But watch the clash without wincing for, in the effort to build the empire as hateful, the visuals pack in far too much of skinning torture. Like the public whipping of Bheem where ‘Cruella’ Scott relishes seeing blood drip and throws Rama a whip with blood-drawing nails. It’s mesmerisingly spectacular but a strong stomach is required to watch all of it. 

And then there’s a turning point where it’s time for Fire and Water to combine forces to bring the enemy to heel.

Ajay Devgn features in a flashback that links why Rama does what he does and reveals what his real mission is. A tiny romantic track with Sita (Alia Bhatt) is woven in which doesn’t have much to do with the essentially testosterone-courage-patriotism mix.

Maa Godavari, Vande Matram and visuals of India’s Independence Movement heroes are high decibel sequences of patriotic fervour.   

Where SSR errs is in prolonging his story to three hours and a little more. For just as you relax and think you’ve seen one climax, it’s back to some more torture, rescue and fightback. The special effects especially of the wild animals are also a tad below perfection mark.   
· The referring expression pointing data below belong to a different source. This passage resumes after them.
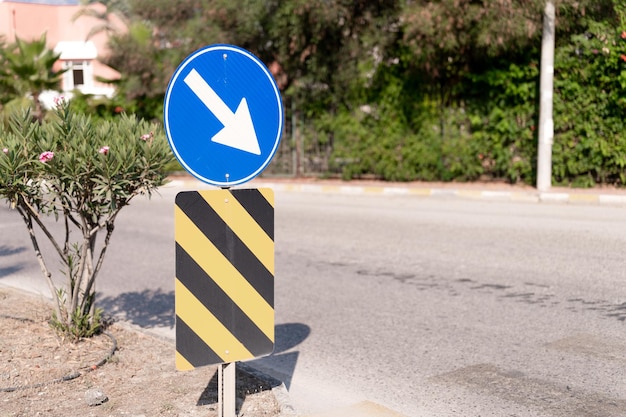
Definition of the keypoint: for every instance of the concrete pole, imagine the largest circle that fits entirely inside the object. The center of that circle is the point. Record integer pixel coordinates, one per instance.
(546, 123)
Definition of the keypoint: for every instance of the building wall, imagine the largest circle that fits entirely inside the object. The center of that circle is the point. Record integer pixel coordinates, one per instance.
(29, 20)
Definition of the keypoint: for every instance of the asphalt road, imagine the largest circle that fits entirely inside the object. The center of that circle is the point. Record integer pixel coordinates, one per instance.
(427, 306)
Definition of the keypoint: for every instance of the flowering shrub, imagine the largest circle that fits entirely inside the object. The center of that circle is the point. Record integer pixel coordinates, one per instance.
(83, 173)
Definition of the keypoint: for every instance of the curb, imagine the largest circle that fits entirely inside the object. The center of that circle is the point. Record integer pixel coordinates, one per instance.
(469, 191)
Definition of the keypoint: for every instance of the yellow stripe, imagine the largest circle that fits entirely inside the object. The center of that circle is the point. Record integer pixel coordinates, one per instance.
(183, 364)
(225, 275)
(243, 225)
(268, 193)
(208, 327)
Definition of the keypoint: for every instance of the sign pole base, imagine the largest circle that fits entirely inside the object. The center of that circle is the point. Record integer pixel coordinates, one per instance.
(226, 387)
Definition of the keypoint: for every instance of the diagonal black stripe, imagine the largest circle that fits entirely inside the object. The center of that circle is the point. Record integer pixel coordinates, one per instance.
(202, 286)
(227, 242)
(258, 207)
(192, 347)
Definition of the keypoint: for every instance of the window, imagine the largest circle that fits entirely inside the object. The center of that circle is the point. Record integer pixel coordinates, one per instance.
(77, 75)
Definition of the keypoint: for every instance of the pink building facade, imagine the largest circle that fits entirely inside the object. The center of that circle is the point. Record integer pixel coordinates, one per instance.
(68, 35)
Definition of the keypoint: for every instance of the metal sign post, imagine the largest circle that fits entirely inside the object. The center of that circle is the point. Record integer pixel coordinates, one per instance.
(227, 384)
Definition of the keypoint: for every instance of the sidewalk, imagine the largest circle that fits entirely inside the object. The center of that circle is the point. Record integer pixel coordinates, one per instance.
(471, 190)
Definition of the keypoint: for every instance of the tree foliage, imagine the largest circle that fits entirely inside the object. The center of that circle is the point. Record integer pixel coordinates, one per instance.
(83, 173)
(421, 89)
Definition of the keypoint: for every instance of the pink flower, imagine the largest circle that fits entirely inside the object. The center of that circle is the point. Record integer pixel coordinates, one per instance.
(46, 156)
(59, 100)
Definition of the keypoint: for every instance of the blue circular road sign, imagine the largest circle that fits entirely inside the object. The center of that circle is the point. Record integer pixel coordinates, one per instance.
(223, 115)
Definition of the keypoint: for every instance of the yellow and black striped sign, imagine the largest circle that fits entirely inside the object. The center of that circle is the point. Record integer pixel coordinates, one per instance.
(224, 276)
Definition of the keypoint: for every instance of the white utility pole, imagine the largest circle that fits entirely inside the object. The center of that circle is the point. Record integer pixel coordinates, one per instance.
(546, 122)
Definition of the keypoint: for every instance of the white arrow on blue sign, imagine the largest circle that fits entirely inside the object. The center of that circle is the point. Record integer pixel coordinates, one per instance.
(223, 115)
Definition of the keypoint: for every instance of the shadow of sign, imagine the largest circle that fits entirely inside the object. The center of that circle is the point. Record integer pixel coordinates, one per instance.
(7, 251)
(282, 365)
(148, 308)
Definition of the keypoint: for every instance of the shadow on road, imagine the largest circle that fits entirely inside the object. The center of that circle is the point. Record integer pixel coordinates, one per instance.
(7, 251)
(148, 308)
(282, 364)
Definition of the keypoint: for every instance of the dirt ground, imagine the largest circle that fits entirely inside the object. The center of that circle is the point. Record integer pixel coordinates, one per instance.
(42, 375)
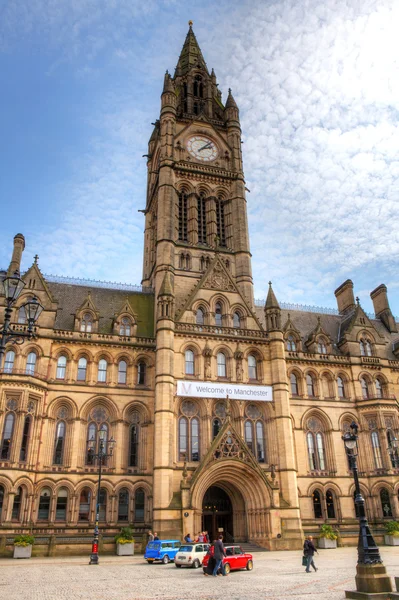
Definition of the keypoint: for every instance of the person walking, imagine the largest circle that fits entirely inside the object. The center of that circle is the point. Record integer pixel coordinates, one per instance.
(308, 551)
(219, 554)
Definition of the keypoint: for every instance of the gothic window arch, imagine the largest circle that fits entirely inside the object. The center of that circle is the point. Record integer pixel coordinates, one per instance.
(7, 437)
(61, 366)
(183, 212)
(189, 362)
(31, 363)
(102, 371)
(26, 432)
(385, 503)
(254, 432)
(221, 364)
(188, 434)
(59, 443)
(43, 511)
(9, 361)
(86, 324)
(122, 372)
(315, 444)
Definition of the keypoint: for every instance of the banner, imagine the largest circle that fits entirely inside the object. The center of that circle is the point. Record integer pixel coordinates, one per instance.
(235, 391)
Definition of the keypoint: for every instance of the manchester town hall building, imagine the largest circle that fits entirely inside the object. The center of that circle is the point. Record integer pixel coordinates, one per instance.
(227, 416)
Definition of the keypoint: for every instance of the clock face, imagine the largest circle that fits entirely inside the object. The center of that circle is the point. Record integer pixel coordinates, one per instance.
(202, 148)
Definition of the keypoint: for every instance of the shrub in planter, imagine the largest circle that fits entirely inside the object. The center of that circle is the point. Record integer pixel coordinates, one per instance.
(327, 537)
(392, 533)
(23, 546)
(125, 542)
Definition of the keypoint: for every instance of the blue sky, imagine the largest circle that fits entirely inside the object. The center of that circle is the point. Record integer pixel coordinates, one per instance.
(318, 90)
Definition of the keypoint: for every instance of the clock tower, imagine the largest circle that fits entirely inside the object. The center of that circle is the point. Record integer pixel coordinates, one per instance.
(196, 203)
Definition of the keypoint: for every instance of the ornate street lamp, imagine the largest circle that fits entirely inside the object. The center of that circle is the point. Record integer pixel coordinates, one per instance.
(13, 286)
(105, 450)
(371, 573)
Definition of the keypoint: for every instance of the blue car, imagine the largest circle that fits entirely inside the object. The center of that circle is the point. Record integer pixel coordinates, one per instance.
(162, 550)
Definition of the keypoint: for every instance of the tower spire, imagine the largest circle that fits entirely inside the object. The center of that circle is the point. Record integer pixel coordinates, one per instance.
(190, 55)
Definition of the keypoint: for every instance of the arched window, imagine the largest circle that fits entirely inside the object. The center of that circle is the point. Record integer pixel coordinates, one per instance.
(218, 315)
(139, 505)
(86, 323)
(183, 217)
(9, 361)
(123, 505)
(216, 425)
(202, 230)
(321, 346)
(61, 367)
(189, 432)
(378, 388)
(122, 372)
(61, 506)
(102, 371)
(44, 504)
(82, 368)
(84, 504)
(31, 363)
(1, 500)
(23, 455)
(102, 504)
(291, 344)
(59, 443)
(317, 508)
(341, 387)
(134, 440)
(365, 388)
(8, 431)
(141, 369)
(125, 327)
(310, 385)
(315, 444)
(16, 507)
(252, 367)
(189, 362)
(294, 385)
(330, 505)
(199, 317)
(375, 443)
(385, 503)
(220, 227)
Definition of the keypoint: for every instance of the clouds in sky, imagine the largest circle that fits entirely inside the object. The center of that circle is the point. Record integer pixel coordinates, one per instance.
(318, 89)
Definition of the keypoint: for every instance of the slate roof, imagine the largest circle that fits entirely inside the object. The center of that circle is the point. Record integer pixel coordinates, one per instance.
(108, 302)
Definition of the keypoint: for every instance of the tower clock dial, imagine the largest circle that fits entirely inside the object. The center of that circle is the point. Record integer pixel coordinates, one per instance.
(202, 148)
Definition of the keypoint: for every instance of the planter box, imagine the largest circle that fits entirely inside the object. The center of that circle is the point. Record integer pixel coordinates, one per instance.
(125, 549)
(22, 551)
(326, 543)
(391, 540)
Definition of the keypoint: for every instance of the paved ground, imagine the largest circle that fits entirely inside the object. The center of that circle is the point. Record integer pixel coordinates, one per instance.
(276, 575)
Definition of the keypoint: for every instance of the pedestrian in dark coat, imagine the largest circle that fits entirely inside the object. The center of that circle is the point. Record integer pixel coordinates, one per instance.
(308, 550)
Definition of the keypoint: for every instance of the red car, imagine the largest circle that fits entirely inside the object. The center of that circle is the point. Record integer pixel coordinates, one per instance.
(234, 560)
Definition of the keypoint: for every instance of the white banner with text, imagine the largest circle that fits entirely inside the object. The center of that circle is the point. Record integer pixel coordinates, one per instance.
(235, 391)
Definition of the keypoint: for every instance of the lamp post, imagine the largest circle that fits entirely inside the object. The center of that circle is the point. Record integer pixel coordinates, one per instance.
(12, 287)
(100, 456)
(371, 577)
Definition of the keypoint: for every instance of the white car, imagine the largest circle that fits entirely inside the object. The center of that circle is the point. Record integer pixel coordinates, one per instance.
(191, 555)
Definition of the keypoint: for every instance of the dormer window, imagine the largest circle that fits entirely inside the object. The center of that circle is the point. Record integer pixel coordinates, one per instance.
(86, 324)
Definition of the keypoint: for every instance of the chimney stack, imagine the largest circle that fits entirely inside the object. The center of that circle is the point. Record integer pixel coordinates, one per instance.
(382, 310)
(345, 297)
(19, 247)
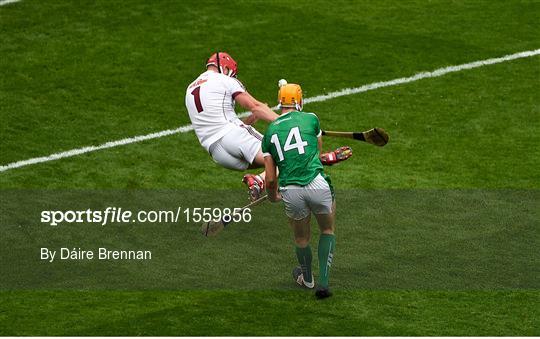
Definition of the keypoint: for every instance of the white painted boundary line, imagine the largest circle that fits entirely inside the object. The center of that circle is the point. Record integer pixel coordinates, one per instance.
(5, 2)
(347, 91)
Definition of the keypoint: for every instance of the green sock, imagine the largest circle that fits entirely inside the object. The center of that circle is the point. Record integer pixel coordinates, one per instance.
(327, 244)
(304, 258)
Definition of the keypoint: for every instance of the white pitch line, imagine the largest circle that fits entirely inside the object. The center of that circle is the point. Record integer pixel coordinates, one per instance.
(5, 2)
(347, 91)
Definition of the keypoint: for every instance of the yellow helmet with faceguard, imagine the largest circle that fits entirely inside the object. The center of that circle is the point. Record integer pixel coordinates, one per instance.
(290, 96)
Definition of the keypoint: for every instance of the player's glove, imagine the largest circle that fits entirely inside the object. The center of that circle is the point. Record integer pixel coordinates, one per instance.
(340, 154)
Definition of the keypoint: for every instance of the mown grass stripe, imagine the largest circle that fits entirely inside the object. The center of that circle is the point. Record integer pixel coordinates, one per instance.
(347, 91)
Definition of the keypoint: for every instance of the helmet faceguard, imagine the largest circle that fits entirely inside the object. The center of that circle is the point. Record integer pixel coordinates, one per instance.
(290, 96)
(221, 60)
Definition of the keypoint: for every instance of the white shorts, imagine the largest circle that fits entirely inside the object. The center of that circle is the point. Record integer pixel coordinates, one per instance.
(237, 149)
(300, 201)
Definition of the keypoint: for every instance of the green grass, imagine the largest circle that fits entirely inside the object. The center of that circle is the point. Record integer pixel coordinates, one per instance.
(463, 146)
(273, 313)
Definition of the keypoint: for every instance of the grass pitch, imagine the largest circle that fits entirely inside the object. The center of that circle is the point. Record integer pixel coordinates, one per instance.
(77, 74)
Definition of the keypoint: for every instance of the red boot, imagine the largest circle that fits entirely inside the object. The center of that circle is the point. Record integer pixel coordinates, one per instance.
(255, 185)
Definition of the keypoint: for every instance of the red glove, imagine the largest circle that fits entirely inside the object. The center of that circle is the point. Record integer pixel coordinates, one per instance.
(340, 154)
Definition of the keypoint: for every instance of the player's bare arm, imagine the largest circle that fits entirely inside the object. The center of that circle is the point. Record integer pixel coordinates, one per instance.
(271, 179)
(257, 108)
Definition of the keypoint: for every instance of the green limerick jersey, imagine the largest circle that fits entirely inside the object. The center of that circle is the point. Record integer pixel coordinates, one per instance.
(292, 141)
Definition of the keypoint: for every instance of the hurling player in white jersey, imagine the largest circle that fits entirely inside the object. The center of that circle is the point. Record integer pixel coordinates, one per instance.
(231, 142)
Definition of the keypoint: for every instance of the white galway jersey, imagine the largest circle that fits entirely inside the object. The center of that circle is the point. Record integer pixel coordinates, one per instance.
(210, 104)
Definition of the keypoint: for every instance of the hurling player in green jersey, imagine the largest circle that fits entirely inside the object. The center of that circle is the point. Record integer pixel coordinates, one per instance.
(292, 144)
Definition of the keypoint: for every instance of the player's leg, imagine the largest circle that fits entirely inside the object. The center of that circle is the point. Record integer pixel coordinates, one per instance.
(322, 203)
(223, 157)
(250, 147)
(302, 234)
(299, 219)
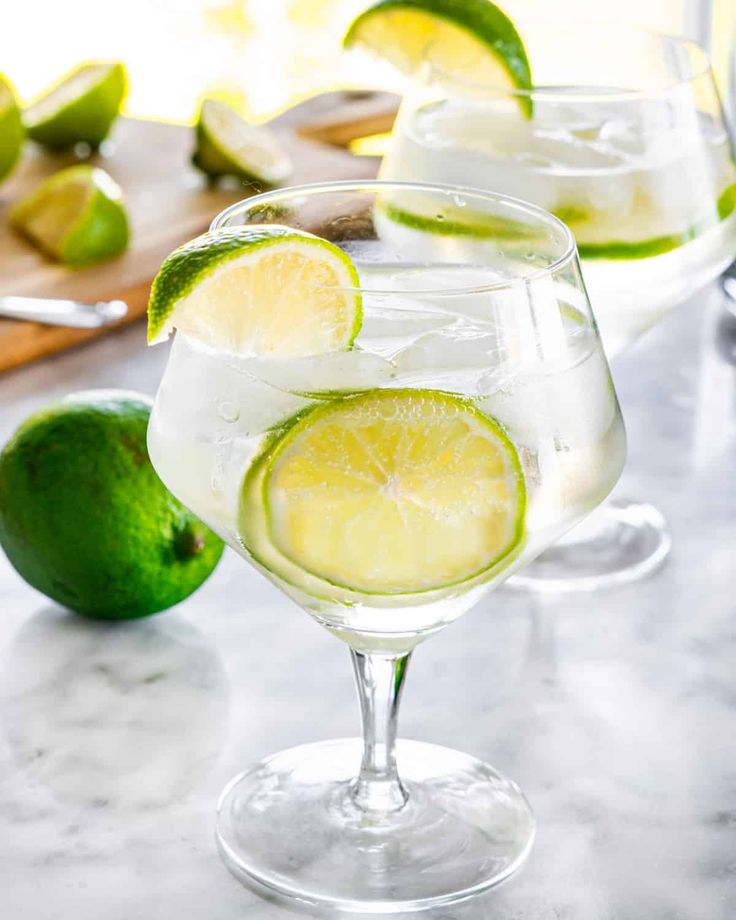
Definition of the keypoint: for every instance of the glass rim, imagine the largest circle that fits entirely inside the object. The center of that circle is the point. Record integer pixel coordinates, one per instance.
(568, 248)
(554, 93)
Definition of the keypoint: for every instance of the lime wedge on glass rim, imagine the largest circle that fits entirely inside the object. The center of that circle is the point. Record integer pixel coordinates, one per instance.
(11, 129)
(80, 108)
(470, 39)
(77, 216)
(385, 492)
(226, 145)
(258, 290)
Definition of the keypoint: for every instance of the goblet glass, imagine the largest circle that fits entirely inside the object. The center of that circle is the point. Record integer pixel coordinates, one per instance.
(385, 488)
(626, 143)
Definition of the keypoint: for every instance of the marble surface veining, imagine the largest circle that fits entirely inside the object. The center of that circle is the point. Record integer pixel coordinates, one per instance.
(616, 712)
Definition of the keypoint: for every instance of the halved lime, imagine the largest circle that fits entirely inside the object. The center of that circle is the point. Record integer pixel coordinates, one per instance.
(228, 146)
(76, 216)
(264, 290)
(11, 129)
(80, 108)
(470, 39)
(388, 492)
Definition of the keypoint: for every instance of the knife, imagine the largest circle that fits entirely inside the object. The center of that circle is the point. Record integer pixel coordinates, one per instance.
(56, 312)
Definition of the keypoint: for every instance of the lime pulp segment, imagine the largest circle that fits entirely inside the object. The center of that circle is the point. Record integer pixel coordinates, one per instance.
(389, 492)
(228, 146)
(76, 216)
(81, 108)
(473, 40)
(258, 290)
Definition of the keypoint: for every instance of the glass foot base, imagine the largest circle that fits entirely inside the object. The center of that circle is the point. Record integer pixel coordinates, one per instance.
(288, 826)
(618, 543)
But, like Rama and Bheem, SSR rescues his adventure with a smorgasbord of skilfully choreographed, shot and performed action pieces that have you cheering lustily, the temporary boredom soon forgotten.     Switch off the brain. Let the treat for the eyes and the muscles of the well-toned, superbly cast heroes wash over you. And RRR is a welcome back to the theatrical experience.